半導体は「産業のコメ」と呼ばれ、スマホから自動車、兵器まであらゆる機器の頭脳と記憶を担います。今回の新棟が作るのは生成AIの学習と推論に欠かせない次世代メモリー。AIブームは半導体需要の爆発的な増加として、こうして地方の工場立地にまで波及しています。

では、なぜ市場に任せず国が補助するのか。ここには半導体をめぐる世界の攻防という文脈があります。先端半導体の生産は台湾など少数の拠点に集中しており、地政学的な緊張が高まるほど「自国内に供給拠点を持つこと」自体が安全保障上の資産になります。米国のCHIPS法、欧州の半導体法、日本のTSMC熊本誘致と、各国は同じ論理で巨額の補助金を競っており、マイクロン広島への5000億円もこの世界的な潮流の一コマです。

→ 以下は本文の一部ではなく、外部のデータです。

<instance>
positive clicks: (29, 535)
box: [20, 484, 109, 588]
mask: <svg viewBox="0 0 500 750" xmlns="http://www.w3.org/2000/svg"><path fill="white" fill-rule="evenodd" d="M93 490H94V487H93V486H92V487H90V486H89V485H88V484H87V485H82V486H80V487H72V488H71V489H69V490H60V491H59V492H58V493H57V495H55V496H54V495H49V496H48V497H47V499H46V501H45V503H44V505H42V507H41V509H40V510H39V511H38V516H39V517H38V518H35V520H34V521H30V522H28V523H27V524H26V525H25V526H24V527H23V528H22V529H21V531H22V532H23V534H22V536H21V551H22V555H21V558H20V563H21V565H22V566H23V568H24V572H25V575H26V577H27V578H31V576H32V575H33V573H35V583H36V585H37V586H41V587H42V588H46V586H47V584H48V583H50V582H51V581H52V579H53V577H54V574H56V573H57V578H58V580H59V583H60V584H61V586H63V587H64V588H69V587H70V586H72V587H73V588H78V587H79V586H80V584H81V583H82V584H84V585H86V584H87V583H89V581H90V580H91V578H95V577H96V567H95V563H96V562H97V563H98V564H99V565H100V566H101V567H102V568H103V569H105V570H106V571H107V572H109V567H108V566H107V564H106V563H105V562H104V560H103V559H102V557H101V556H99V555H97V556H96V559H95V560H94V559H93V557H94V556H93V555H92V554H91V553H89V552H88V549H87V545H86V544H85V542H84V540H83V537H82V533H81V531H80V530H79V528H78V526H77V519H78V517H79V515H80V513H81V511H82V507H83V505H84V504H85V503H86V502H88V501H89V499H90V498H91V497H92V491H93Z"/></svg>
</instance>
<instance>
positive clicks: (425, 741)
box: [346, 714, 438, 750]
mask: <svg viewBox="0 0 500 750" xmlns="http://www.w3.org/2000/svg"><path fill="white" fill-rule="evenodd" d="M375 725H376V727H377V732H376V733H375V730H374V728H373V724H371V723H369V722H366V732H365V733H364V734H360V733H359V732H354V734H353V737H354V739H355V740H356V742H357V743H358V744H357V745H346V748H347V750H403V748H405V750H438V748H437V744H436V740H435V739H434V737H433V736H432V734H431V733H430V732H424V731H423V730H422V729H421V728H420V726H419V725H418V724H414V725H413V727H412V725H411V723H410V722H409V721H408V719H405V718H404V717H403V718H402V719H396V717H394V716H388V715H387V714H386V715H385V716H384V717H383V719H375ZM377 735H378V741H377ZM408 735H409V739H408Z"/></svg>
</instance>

ただし補助金の原資は税金です。国家予算の視点で見れば、これは「他の使い道より半導体を優先する」という国の意思表明であり、その投資が本当に雇用や技術基盤として回収されるのかは、これから何年もかけて検証されるべき問いとして残ります。

次に「半導体工場に国が補助」のニュースを見たら、金額の大きさだけでなく「この国は何を恐れ、何を確保しようとしているのか」を探してみてください。